A doorway carving at Yale University in New Haven, Conn., campus depicted a Puritan settler, right, with a musket. The musket has been covered with removable stone. (AP/AP)

After reading numerous articles about Hurricane Harvey ["Second landfall brings more flooding," front page, Aug. 31] and the kindness, generosity and courage it has generated among citizens and first responders ["Aid teams ready to begin working but cannot get in," news, Aug. 31, and "In Houston, the hospitality of strangers shines through," news, Aug. 31], I came across George F. Will's Aug. 31 op-ed, "At Yale, silliness in stone." It was depressing. Amid tragedy, Mr. Will still found the time to rail against Yale and other universities and colleges for offering such awful things as "safe spaces" and "trigger warnings." According to Mr. Will, this type of coddling and sensitivity is ruining our younger generation by not preparing them adequately for the unfair and unjust world they will inhabit.

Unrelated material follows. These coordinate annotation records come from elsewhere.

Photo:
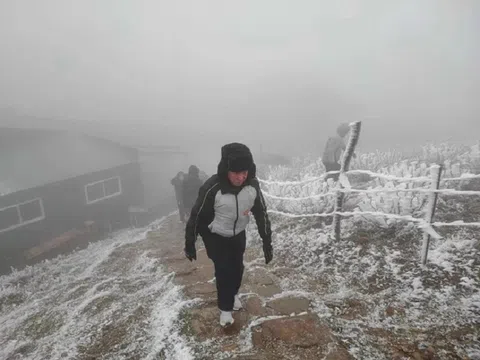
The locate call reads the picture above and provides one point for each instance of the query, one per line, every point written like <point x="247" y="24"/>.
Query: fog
<point x="272" y="73"/>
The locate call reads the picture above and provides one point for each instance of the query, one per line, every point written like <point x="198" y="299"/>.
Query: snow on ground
<point x="110" y="298"/>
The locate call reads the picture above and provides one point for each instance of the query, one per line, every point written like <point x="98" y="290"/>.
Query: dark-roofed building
<point x="56" y="186"/>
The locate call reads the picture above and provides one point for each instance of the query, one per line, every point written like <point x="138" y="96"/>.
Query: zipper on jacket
<point x="235" y="223"/>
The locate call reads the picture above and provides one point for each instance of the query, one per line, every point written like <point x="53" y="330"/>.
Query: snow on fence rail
<point x="343" y="187"/>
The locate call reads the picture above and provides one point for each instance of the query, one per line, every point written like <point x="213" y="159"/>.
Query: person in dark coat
<point x="220" y="215"/>
<point x="334" y="149"/>
<point x="190" y="188"/>
<point x="177" y="183"/>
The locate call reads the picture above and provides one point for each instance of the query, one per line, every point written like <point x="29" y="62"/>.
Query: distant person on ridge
<point x="177" y="183"/>
<point x="221" y="215"/>
<point x="334" y="148"/>
<point x="191" y="185"/>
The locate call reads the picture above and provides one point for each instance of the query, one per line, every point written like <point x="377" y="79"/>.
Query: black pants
<point x="227" y="257"/>
<point x="332" y="167"/>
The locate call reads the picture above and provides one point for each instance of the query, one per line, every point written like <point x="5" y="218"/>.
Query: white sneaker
<point x="226" y="318"/>
<point x="237" y="304"/>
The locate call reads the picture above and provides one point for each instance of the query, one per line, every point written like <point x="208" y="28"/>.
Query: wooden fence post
<point x="435" y="173"/>
<point x="346" y="159"/>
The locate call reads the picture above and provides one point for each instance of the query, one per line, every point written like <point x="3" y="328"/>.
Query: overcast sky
<point x="234" y="70"/>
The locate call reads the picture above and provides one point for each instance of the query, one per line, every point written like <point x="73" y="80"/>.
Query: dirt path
<point x="273" y="324"/>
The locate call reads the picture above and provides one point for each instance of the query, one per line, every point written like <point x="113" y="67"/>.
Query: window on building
<point x="21" y="214"/>
<point x="104" y="189"/>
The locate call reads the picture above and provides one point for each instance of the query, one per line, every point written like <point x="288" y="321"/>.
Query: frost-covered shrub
<point x="455" y="160"/>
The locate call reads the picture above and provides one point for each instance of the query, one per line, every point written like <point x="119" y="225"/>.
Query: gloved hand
<point x="268" y="252"/>
<point x="190" y="251"/>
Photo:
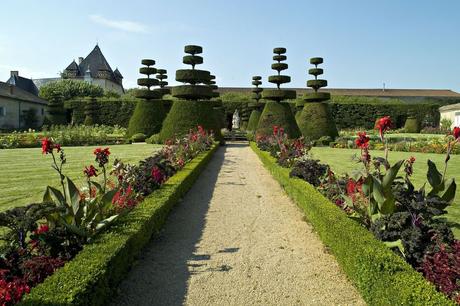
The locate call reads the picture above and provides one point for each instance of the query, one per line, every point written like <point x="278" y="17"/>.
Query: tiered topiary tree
<point x="276" y="112"/>
<point x="316" y="120"/>
<point x="161" y="77"/>
<point x="193" y="107"/>
<point x="256" y="106"/>
<point x="91" y="111"/>
<point x="149" y="113"/>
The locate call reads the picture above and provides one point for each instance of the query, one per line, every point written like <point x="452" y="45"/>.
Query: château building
<point x="93" y="69"/>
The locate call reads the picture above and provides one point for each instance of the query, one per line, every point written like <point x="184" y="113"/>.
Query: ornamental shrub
<point x="316" y="119"/>
<point x="91" y="111"/>
<point x="193" y="107"/>
<point x="276" y="112"/>
<point x="149" y="113"/>
<point x="257" y="106"/>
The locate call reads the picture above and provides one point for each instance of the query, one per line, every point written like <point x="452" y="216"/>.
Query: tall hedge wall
<point x="350" y="115"/>
<point x="111" y="111"/>
<point x="364" y="115"/>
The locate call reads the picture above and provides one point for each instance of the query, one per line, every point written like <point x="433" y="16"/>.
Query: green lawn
<point x="341" y="161"/>
<point x="27" y="172"/>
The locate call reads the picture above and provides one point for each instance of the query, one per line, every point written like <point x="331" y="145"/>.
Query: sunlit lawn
<point x="26" y="172"/>
<point x="341" y="162"/>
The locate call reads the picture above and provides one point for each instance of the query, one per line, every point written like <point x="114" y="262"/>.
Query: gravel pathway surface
<point x="236" y="239"/>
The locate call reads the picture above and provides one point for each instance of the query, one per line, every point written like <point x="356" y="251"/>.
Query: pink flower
<point x="362" y="141"/>
<point x="90" y="171"/>
<point x="384" y="124"/>
<point x="456" y="133"/>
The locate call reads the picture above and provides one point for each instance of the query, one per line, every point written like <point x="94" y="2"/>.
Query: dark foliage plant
<point x="309" y="170"/>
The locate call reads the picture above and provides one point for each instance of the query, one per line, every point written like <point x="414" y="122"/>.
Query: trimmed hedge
<point x="362" y="115"/>
<point x="315" y="120"/>
<point x="111" y="111"/>
<point x="147" y="118"/>
<point x="185" y="115"/>
<point x="279" y="114"/>
<point x="382" y="277"/>
<point x="92" y="277"/>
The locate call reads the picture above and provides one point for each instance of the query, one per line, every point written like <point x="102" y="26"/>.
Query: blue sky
<point x="406" y="44"/>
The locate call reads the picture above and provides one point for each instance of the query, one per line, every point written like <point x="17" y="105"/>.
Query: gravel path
<point x="236" y="239"/>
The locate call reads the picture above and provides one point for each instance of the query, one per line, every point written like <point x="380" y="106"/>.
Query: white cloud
<point x="124" y="25"/>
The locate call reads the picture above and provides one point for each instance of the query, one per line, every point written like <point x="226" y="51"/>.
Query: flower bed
<point x="65" y="135"/>
<point x="387" y="204"/>
<point x="92" y="276"/>
<point x="381" y="277"/>
<point x="41" y="237"/>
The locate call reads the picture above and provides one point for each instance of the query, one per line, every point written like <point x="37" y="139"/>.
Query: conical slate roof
<point x="72" y="67"/>
<point x="95" y="62"/>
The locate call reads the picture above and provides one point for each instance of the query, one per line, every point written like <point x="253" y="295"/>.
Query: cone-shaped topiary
<point x="412" y="125"/>
<point x="275" y="112"/>
<point x="91" y="111"/>
<point x="194" y="107"/>
<point x="256" y="106"/>
<point x="149" y="113"/>
<point x="316" y="120"/>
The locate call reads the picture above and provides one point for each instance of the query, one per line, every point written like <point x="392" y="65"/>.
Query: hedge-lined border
<point x="382" y="277"/>
<point x="94" y="274"/>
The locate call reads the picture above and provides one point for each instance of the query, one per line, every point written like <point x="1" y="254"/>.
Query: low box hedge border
<point x="94" y="274"/>
<point x="382" y="277"/>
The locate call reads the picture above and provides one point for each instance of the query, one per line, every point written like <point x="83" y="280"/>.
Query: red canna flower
<point x="47" y="145"/>
<point x="383" y="124"/>
<point x="42" y="229"/>
<point x="362" y="141"/>
<point x="90" y="171"/>
<point x="456" y="133"/>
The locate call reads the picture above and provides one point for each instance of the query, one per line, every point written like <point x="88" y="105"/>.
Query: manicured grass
<point x="27" y="172"/>
<point x="341" y="161"/>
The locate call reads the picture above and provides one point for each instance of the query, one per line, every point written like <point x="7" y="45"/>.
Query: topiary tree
<point x="91" y="111"/>
<point x="256" y="106"/>
<point x="149" y="113"/>
<point x="161" y="77"/>
<point x="193" y="107"/>
<point x="275" y="112"/>
<point x="316" y="120"/>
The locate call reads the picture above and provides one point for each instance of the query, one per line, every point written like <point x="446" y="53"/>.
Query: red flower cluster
<point x="443" y="269"/>
<point x="354" y="188"/>
<point x="48" y="146"/>
<point x="11" y="292"/>
<point x="102" y="156"/>
<point x="362" y="141"/>
<point x="42" y="229"/>
<point x="278" y="130"/>
<point x="409" y="166"/>
<point x="383" y="124"/>
<point x="157" y="176"/>
<point x="456" y="133"/>
<point x="90" y="171"/>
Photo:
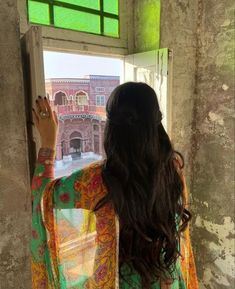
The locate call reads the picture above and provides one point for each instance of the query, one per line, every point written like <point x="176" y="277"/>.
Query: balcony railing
<point x="78" y="109"/>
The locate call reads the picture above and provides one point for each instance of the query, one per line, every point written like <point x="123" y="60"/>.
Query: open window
<point x="152" y="67"/>
<point x="78" y="108"/>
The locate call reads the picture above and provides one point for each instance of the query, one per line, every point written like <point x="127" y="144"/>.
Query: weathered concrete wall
<point x="14" y="185"/>
<point x="178" y="32"/>
<point x="213" y="146"/>
<point x="201" y="34"/>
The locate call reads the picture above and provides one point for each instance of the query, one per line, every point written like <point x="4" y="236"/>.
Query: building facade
<point x="80" y="105"/>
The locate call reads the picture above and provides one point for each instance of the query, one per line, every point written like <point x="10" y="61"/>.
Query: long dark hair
<point x="142" y="176"/>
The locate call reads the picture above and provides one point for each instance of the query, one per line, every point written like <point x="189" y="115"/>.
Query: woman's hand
<point x="46" y="122"/>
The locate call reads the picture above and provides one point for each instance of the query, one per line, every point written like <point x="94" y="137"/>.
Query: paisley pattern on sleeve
<point x="82" y="190"/>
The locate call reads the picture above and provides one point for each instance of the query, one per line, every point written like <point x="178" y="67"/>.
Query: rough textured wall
<point x="213" y="146"/>
<point x="178" y="32"/>
<point x="201" y="34"/>
<point x="146" y="25"/>
<point x="14" y="187"/>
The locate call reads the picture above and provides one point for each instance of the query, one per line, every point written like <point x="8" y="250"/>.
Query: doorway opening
<point x="78" y="87"/>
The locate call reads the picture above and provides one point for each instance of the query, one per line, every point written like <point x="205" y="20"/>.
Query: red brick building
<point x="80" y="105"/>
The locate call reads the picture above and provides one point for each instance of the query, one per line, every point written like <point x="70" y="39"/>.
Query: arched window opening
<point x="60" y="98"/>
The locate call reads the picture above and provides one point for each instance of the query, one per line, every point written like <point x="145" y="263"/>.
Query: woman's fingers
<point x="41" y="106"/>
<point x="48" y="106"/>
<point x="55" y="117"/>
<point x="35" y="117"/>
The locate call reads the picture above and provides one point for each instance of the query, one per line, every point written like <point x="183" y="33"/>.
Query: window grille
<point x="91" y="16"/>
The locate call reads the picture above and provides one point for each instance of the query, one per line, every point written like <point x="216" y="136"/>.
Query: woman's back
<point x="131" y="206"/>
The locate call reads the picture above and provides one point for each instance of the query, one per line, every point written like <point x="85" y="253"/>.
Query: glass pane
<point x="94" y="4"/>
<point x="76" y="20"/>
<point x="111" y="6"/>
<point x="111" y="27"/>
<point x="39" y="13"/>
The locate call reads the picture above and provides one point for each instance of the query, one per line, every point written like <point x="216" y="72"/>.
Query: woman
<point x="131" y="234"/>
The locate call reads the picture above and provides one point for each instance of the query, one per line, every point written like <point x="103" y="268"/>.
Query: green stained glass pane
<point x="111" y="6"/>
<point x="76" y="20"/>
<point x="111" y="27"/>
<point x="39" y="12"/>
<point x="93" y="4"/>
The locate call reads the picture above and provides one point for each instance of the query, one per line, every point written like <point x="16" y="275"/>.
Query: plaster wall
<point x="15" y="209"/>
<point x="201" y="35"/>
<point x="212" y="147"/>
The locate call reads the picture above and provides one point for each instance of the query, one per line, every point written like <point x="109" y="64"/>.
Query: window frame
<point x="101" y="13"/>
<point x="100" y="97"/>
<point x="63" y="40"/>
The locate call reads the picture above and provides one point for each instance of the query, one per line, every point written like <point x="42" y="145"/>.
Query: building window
<point x="60" y="98"/>
<point x="100" y="100"/>
<point x="100" y="89"/>
<point x="96" y="128"/>
<point x="81" y="15"/>
<point x="81" y="98"/>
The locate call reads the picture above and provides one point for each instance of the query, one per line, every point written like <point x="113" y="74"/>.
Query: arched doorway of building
<point x="75" y="144"/>
<point x="60" y="98"/>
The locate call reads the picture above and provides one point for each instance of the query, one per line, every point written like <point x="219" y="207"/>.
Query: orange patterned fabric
<point x="83" y="254"/>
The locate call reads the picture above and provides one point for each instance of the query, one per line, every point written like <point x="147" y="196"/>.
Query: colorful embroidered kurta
<point x="72" y="247"/>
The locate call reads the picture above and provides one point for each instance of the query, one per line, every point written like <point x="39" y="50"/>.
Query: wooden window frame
<point x="62" y="40"/>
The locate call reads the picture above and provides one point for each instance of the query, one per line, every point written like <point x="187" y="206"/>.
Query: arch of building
<point x="81" y="98"/>
<point x="60" y="98"/>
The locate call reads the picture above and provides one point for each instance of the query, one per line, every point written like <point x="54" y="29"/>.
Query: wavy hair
<point x="142" y="176"/>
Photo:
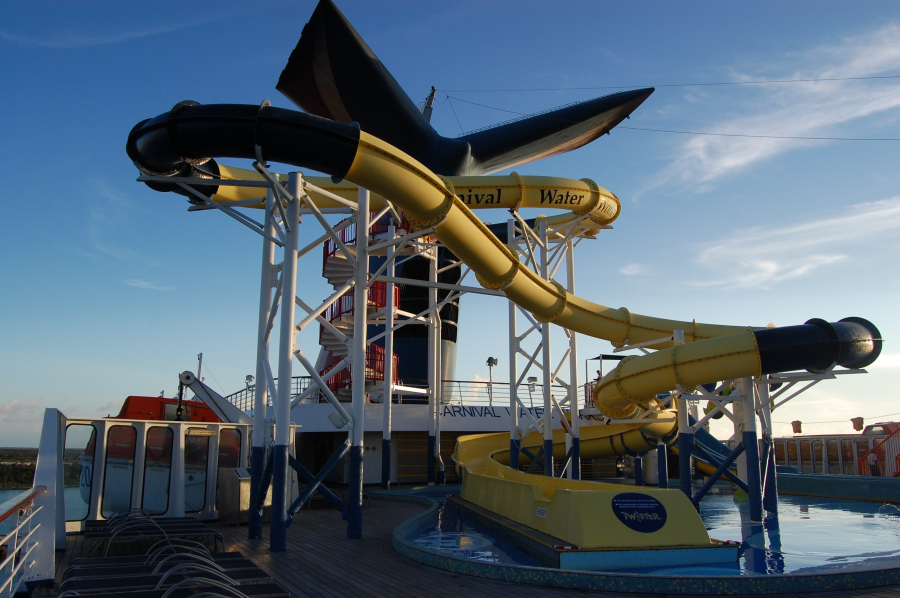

I saw a quote recently by L.R. Knost that sums up what Mr. Will seems to fear every time he rails against being politically correct or being sensitive toward minorities. Ms. Knost said, "It is not our job to toughen our children up to face a cruel and heartless world. It is our job to raise children who will make the world a little less cruel and heartless."  Mr. Will's continual condemnation of so-called bleeding hearts is not only getting a little old and worn, but it also is stoking even more division and resentment among his fellow citizens.